Venture capitalists reignite interest in stablecoins

Source: CB Insights

Note: Data as of July 23, 2025

Compared to the scale of mature payment operators, the above data may seem insignificant. According to Visa’s latest annual report, the payment processing scale of Visa alone is projected to reach $13.2 trillion in 2024, which is more than double the total volume of stablecoin transactions during the same period.

However, the rapid growth of the market has made payment giants highly alert. They are exploring the so-called “stablecoin interlayer” model: introducing stablecoins between two fiat currencies to bypass traditional banking networks such as the Society for Worldwide Interbank Financial Telecommunication (SWIFT), achieving transaction settlement within minutes, with a focus on markets with dollar liquidity shortages and inefficiencies in traditional systems.

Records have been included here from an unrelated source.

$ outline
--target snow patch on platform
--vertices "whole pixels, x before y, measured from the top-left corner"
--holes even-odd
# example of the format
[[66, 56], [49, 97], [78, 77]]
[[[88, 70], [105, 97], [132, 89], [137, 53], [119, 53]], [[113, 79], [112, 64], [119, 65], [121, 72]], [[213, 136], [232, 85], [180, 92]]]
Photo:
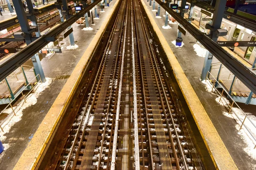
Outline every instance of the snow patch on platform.
[[26, 97], [26, 102], [23, 100], [21, 102], [22, 103], [20, 103], [18, 106], [14, 106], [13, 107], [13, 109], [15, 109], [16, 116], [14, 115], [14, 114], [12, 113], [12, 110], [11, 108], [8, 108], [3, 112], [8, 114], [12, 113], [12, 115], [6, 120], [2, 126], [4, 131], [3, 132], [2, 131], [0, 132], [0, 140], [4, 141], [6, 139], [6, 136], [3, 135], [9, 133], [12, 126], [21, 119], [23, 115], [23, 110], [30, 106], [35, 104], [37, 102], [37, 99], [41, 93], [46, 88], [49, 88], [49, 85], [52, 82], [52, 79], [50, 78], [46, 78], [46, 82], [45, 82], [38, 83], [38, 85], [35, 88], [35, 92], [30, 94]]
[[90, 31], [90, 30], [93, 30], [93, 28], [91, 27], [86, 27], [86, 28], [84, 28], [83, 29], [82, 29], [82, 30], [83, 31]]
[[167, 25], [167, 26], [163, 26], [162, 27], [162, 28], [163, 28], [163, 29], [171, 29], [172, 28], [172, 27], [171, 27], [170, 26]]
[[195, 44], [193, 45], [193, 47], [194, 48], [194, 51], [196, 53], [196, 55], [201, 57], [205, 57], [206, 51], [207, 51], [206, 49], [201, 47], [201, 46], [198, 44]]
[[181, 43], [181, 45], [180, 45], [180, 46], [176, 45], [176, 40], [175, 40], [174, 41], [172, 41], [172, 44], [173, 44], [174, 45], [175, 45], [175, 47], [183, 47], [183, 45], [184, 45], [184, 43], [183, 43], [183, 42], [182, 42]]
[[67, 46], [66, 48], [67, 50], [74, 50], [78, 48], [78, 45], [76, 44], [75, 44], [74, 45], [69, 45]]
[[[233, 108], [233, 109], [237, 115], [237, 116], [243, 121], [245, 117], [243, 113], [239, 108]], [[244, 127], [243, 126], [242, 128], [242, 129], [239, 130], [239, 129], [241, 125], [241, 123], [239, 120], [238, 117], [236, 116], [233, 113], [232, 113], [233, 112], [231, 112], [231, 114], [229, 114], [228, 112], [223, 112], [222, 113], [224, 116], [233, 119], [236, 121], [237, 123], [236, 125], [236, 128], [239, 131], [237, 133], [239, 135], [241, 139], [243, 139], [247, 145], [246, 147], [244, 147], [243, 149], [248, 155], [253, 159], [256, 160], [256, 152], [255, 151], [255, 150], [253, 149], [253, 148], [256, 144], [256, 142], [255, 142], [254, 139], [253, 138], [251, 135]], [[251, 115], [250, 113], [245, 113], [251, 120], [252, 122], [254, 125], [256, 125], [256, 117], [254, 115]], [[244, 124], [250, 130], [254, 136], [256, 136], [256, 128], [248, 119], [246, 118], [245, 119]]]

In October 2024, Visa launched a platform that allows banks to mint, burn, and transfer tokens backed by fiat currencies, including tokenized deposits and stablecoins.

The recently passed “GENIUS Act” in the United States provides a clear regulatory framework for the world’s largest stablecoin market, allowing banks and payment institutions to enter the field with greater confidence. This has triggered a competitive response from global regulatory agencies, which are all formulating similar regulatory rules for stablecoin issuers.

“We are just beginning to see signs of exponential growth,” said Sarbhai of BVNK, “The foundation laid over the past five years may lead to an explosion in the next 12 months.”